Alouettes
Alouettes de MontrealOpens in new window

Une œuvre à achever chez les Alouettes

Mis à jour le 

Publié le 

COLLABORATION SPÉCIALE

Les Alouettes de Montréal abordent la nouvelle saison avec la ferme intention de faire oublier la fin de 2025. Vaincus au match de la coupe Grey par les Roughriders de la Saksatchewan en novembre dernier, les hommes de Jason Maas seront en mission de juin à novembre. Le seul objectif : mettre les lèvres sur la coupe le 15 novembre à Calgary.

Qui dit succès dit exode de talent. C’est coutume dans la LCF : quand une équipe connaît une bonne saison, elle se fait « voler » de bons joueurs via le marché des joueurs autonomes. Les Alouettes n’ont pas échappé à cette règle, mais le directeur général Danny Maciocia a tout de même réussi à limiter les dégâts.

À l’attaque, les deux pertes les plus importantes sont à la position de receveur. Austin Mack a été libéré à défaut de pouvoir s’entendre sur les termes d’une réduction de salaire, tandis que Charleston Rambo a refusé une offre des Alouettes en espérant obtenir une chance (qui n’est jamais venue) dans la NFL. Oui, ce sont De gros noms, mais sont-ils irremplaçables? À mon avis, non.

Depuis qu’il a été retranché par les Falcons d’Atlanta à l’été 2024, Mack n’a plus été la menace constante qui faisait trembler les coordonnateurs défensifs adverses, en plus d’être blessé plus souvent qu’à son tour. En 12 matchs réguliers en 2025, il n’a pas atteint la marque des 50 ballons captés, a été limité à moins de 700 verges de gains et a à peine marqué deux touchés. Ces statistiques ne sont pas dignes d’un des meilleurs salaires à la position. L’attitude positive était moins au rendez-vous également.

Rambo, lui, a connu une courte séquence productive à sa saison recrue en 2024, mais a connu une campagne décevante l’an dernier. Bien que sa vitesse était dévastatrice et qu’aucune acquisition de la saison morte ne semble adaptée à cette chaise, on ne peut pas dire que Rambo était un indétrônable à Montréal.

Ce sont les vétérans Alexander Hollins, qui a passé une bonne partie de la dernière saison avec les Alouettes, et Jerreth Sterns, qui évoluait avec les Blue Bombers de Winnipeg l’an dernier, qui devraient hériter des responsabilités de partants laissées libres par Mack et Rambo. Ils se grefferont aux Tyson Philpot, Tyler Snead et Cole Spieker. Zakhari Franklin et Austin Watkins se sont mérité des places sur l’équipe d’entraînement. Franklin s’est particulièrement démarqué lors du calendrier préparatoire.

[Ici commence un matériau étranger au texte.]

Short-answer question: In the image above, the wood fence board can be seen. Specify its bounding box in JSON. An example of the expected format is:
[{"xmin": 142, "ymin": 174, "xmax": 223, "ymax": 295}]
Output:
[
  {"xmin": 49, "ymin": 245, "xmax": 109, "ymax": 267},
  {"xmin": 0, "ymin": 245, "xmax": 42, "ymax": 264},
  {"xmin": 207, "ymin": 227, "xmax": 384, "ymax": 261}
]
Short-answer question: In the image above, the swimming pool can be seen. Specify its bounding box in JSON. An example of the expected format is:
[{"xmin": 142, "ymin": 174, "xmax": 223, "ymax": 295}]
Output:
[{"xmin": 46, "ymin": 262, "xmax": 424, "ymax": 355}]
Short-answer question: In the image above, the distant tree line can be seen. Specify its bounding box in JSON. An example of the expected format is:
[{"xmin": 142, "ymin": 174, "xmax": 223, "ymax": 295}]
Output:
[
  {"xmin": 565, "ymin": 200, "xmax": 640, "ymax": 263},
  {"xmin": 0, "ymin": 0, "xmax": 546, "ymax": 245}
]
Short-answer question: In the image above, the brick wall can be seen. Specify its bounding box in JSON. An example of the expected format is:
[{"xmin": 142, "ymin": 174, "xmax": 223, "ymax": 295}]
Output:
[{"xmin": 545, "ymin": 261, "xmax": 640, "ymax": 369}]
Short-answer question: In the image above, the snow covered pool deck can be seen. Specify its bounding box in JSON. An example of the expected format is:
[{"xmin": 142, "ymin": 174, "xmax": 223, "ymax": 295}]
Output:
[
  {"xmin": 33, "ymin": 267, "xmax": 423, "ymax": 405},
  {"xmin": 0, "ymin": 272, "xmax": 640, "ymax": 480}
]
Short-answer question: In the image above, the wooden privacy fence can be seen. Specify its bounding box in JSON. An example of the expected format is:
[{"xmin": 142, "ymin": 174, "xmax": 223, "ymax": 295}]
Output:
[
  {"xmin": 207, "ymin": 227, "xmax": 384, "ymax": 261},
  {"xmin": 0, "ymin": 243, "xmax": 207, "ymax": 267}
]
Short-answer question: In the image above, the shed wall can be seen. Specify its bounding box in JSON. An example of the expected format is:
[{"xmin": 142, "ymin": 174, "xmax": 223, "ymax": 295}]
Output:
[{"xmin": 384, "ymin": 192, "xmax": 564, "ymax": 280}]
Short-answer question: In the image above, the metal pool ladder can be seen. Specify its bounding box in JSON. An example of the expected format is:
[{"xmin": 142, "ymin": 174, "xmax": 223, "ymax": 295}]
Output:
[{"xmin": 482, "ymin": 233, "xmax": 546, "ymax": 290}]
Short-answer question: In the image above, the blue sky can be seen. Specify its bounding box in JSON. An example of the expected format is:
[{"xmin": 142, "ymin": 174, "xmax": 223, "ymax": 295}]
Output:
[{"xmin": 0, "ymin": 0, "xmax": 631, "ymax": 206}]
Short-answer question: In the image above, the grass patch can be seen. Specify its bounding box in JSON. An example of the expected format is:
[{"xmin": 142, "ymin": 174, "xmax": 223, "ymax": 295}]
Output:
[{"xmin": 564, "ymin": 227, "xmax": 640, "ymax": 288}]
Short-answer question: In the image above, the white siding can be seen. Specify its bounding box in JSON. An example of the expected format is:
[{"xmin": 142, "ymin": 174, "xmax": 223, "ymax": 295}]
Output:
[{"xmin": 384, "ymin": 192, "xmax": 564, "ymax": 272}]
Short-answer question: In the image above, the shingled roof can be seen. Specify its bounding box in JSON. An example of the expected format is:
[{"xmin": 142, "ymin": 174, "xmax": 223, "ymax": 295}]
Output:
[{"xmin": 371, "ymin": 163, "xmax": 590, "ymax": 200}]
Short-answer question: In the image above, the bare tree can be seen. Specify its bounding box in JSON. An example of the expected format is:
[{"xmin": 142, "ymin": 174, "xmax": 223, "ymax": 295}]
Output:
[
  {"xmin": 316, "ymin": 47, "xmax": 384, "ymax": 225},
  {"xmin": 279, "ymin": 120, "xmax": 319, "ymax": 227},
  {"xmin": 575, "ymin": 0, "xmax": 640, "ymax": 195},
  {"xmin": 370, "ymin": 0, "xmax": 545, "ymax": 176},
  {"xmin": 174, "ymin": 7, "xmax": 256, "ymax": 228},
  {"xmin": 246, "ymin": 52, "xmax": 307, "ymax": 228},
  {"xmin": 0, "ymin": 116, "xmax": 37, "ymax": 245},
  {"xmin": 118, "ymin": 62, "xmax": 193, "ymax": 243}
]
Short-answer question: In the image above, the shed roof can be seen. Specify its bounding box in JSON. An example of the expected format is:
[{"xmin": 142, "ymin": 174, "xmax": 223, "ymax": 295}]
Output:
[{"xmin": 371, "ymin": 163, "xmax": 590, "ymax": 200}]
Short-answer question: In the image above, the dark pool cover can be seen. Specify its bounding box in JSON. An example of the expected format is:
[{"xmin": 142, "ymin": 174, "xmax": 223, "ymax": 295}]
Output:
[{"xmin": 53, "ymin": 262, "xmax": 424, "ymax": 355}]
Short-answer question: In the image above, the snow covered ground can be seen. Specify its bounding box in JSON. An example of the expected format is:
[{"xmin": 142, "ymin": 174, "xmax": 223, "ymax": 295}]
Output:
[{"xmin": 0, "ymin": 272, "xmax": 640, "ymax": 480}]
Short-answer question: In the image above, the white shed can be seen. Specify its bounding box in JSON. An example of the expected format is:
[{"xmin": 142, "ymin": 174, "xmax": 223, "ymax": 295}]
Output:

De l’autre côté du ballon, ce sont les départs du maraudeur québécois Marc-Antoine Dequoy (retraite) et du secondeur intérieur Darnell Sankey qui ont retenu l’attention. Bien que ces deux joueurs étaient énormément appréciés par les partisans et qu’ils aient donné de bons services à l’équipe au cours des dernières années, les Moineaux semblaient être à la croisée des chemins avec eux.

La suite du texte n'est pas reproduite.